Covid-19, a year on: What we’ve learnt about teen gambling and video games
In this series, City A.M. looks back at the last year of the pandemic and Covid restrictions and takes stock of its impact on industries and issues at the heart of British society.
Read more: Read the full Covid-19, a year on series here.
Every time you pick-up a smart device, you’re entering a multi-billion-dollar war zone, where the battle for your attention rages. Tech companies make money from the apps we use and the ads we see. The longer we engage, the more money is made, and gambling and gaming have become increasingly important parts of this economy.
Before Covid-19, much of the debate on harmful gambling was focused on high stakes fixed odds betting terminals (FOBTs), found in bookmakers on the high street, where at one time customers could lose £100 on a single spin. In 2019 the Government announced the maximum single stake for FOBTs would be reduced to £2.
Over the last year, the nature of the beast has changed rapidly. Gambling companies have honed in on sophisticated online games as a treasure chest of users willing to hand over money to enhance their gaming experience. The games themselves are designed to hold users’ attention and make a hefty profit on what are aptly known as “loot boxes”.
Schools have been closed for the bulk of the last 12 months and kids’ attention have been captured like never before by online games. This has made them uniquely vulnerable to gambling ploys targeted towards gamers.

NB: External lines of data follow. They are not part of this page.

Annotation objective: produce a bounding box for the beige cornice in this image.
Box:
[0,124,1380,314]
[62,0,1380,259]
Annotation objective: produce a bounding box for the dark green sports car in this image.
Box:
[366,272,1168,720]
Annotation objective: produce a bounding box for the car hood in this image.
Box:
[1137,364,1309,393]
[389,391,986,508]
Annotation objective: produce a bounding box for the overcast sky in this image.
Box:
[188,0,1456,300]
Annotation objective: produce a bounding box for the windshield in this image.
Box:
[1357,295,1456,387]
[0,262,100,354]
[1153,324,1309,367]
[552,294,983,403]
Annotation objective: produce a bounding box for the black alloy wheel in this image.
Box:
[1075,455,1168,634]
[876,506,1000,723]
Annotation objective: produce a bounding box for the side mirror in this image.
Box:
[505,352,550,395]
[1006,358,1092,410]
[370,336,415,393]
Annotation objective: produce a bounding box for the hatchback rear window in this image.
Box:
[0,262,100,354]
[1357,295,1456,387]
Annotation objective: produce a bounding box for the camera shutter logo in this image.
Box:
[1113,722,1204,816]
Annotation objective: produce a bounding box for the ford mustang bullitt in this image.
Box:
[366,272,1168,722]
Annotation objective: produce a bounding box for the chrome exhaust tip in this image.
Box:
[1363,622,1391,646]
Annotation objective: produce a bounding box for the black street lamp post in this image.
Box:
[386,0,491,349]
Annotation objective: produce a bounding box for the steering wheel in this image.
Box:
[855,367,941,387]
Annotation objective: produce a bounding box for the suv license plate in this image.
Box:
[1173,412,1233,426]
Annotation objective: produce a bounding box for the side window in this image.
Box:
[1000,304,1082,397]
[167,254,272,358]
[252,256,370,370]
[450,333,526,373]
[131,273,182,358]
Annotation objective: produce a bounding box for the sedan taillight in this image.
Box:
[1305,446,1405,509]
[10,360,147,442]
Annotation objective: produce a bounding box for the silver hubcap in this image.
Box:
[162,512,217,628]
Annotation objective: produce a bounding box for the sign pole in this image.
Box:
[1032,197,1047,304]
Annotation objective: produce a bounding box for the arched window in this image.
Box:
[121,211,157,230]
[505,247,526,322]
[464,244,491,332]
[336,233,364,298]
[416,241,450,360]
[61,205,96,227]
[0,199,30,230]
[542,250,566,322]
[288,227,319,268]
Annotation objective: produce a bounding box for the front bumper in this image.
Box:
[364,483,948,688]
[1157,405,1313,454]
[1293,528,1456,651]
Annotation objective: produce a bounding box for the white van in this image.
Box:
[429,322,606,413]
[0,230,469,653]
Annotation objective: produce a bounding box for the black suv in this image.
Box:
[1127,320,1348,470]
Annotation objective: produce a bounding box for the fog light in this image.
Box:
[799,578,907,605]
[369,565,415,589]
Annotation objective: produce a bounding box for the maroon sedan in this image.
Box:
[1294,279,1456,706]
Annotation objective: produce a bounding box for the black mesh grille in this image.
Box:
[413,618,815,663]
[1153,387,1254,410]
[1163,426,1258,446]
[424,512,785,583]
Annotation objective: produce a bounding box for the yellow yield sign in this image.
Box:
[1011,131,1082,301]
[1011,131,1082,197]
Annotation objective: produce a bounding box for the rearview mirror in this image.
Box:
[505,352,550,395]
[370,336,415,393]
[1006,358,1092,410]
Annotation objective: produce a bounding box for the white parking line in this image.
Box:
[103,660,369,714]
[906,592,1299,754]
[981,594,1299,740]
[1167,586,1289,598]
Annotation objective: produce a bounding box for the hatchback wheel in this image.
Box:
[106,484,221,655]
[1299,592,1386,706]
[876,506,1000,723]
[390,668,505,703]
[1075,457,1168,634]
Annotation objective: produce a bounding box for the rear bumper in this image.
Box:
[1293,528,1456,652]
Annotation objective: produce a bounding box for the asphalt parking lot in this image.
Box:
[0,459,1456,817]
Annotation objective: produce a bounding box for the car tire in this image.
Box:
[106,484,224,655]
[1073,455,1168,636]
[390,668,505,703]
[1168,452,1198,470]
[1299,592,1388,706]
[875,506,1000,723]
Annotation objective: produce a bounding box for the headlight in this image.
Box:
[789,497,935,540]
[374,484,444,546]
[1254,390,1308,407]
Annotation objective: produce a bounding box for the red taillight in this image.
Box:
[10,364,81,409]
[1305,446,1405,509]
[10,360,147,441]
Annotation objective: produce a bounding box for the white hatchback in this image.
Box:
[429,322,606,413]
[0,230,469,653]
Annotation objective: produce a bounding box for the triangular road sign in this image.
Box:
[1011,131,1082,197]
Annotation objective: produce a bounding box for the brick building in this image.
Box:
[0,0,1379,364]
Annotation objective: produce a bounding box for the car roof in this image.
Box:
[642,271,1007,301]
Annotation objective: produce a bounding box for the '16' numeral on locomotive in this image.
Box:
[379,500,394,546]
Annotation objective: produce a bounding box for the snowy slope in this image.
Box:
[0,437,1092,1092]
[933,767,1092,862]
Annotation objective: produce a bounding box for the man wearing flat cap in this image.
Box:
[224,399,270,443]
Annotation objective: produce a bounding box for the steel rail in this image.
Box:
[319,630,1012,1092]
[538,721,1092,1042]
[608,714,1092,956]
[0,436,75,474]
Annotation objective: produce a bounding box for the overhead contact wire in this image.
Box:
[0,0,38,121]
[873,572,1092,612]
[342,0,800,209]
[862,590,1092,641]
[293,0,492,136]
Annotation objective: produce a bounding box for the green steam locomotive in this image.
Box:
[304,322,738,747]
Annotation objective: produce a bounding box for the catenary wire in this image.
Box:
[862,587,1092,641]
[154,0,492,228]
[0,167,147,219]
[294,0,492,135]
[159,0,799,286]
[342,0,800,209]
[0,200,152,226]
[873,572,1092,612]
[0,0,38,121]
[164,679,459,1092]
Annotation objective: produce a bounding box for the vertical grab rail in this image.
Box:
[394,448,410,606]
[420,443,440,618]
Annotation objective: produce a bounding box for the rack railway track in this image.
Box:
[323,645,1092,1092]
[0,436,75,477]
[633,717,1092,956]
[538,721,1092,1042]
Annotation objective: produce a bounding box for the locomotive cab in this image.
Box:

According to the 2020 survey by the Gambling Commission 37 per cent of 11-16 year olds in England and Scotland have gambled in the last 12 months, half have ever gambled, and 58 per cent have ever seen or heard gambling adverts or sponsorship.
At the start of the first national lockdown in March last year, data collected from the Gambling Commission showed that online virtual sports betting increased by 88 per cent, and online poker by 53 per cent, compared to the same month in 2019. In April 2020, the number of paid for online gambling adverts targeting customers in the UK rose by 196 per cent compared to the same period the year before.
As live sports were interrupted by restrictions, 2020 was a breakthrough year for esports, the competitive playing of video games such as League of Legends, Fortnite and Fifa Football.
Loot.Bet, the largest esports dedicated bookmaker, saw betting volumes increase 67 per cent last year, and the number of active users rise by 58 per cent. Just to put into context the value of esports today, the 2019 Fortnite World Cup held in New York City had a prize pool of $30 million. That is just over half that of the US Open Tennis Championships, the wealthiest of that sport’s major competitions.
The shift towards online and on-demand gambling fundamentally changes the challenge to regulators. Rather than placing a bet in a managed space, like at a high street bookmaker’s, gamblers can play for high stakes online day and night. The battleground is also increasingly over users’ data.
During my time as chair of the House of Commons Digital, Culture, Media and Sport Select Committee, we launched an inquiry into Immersive and Addictive Technologies. Alex Dale, then Senior Vice President of King, the company that owns Candy Crush, told us that games companies use data from Facebook and Google to target advertising to people most likely to play games online and spend money. Many of the people winding up on games like Candy Crush, after ads on Instagram or other social media platforms, are teenagers under 18. Many will be even younger.
The online gambling companies harness data from their own customers, and target them with advertising on social media platforms, enticing them to come back, to get heavy gamblers to spend more. Facebook ad tools like Lookalike Audiences can be used to identify new customers who are the closest data-profile match to players they already know.
Games like Fortnite and Fifa also have in-app purchasing tools, or loot boxes. These are treasure-chest like features which are accessed with in-game credits. They are often bought with real money, and without the player knowing what they will win.
An algorithm effectively mimics a slot machine dice and you win a particular prize, like player cards of character accessories. The loot boxes are designed to get players to spend more and are highly lucrative for gamemakers. They are also, by design, more likely to draw in younger and younger users who have spent more time online gaming during the pandemic.
In the last three months of 2020, Electronic Arts, the makers of the Fifa video game series, earned almost $1 billion from in-game transactions, an all-time high and an increase in 27 per cent from the previous year.
Loot boxes are a game of chance and they should be regulated as a form of gambling, restricting their accessibility to children who might get a hold of their parents credit cards, and without realising it, whittle away hard earned cash.
The Government is holding a consultation on the regulation of loot boxes, separate from its current overall review of gambling legislation. This wider review needs to consider the risks of different online gambling formats, which have changed dramatically.
Protections must be put in place to limit sudden and excessive increases in spending from players and prevent gambling companies manipulating data to bombard them with social media advertising.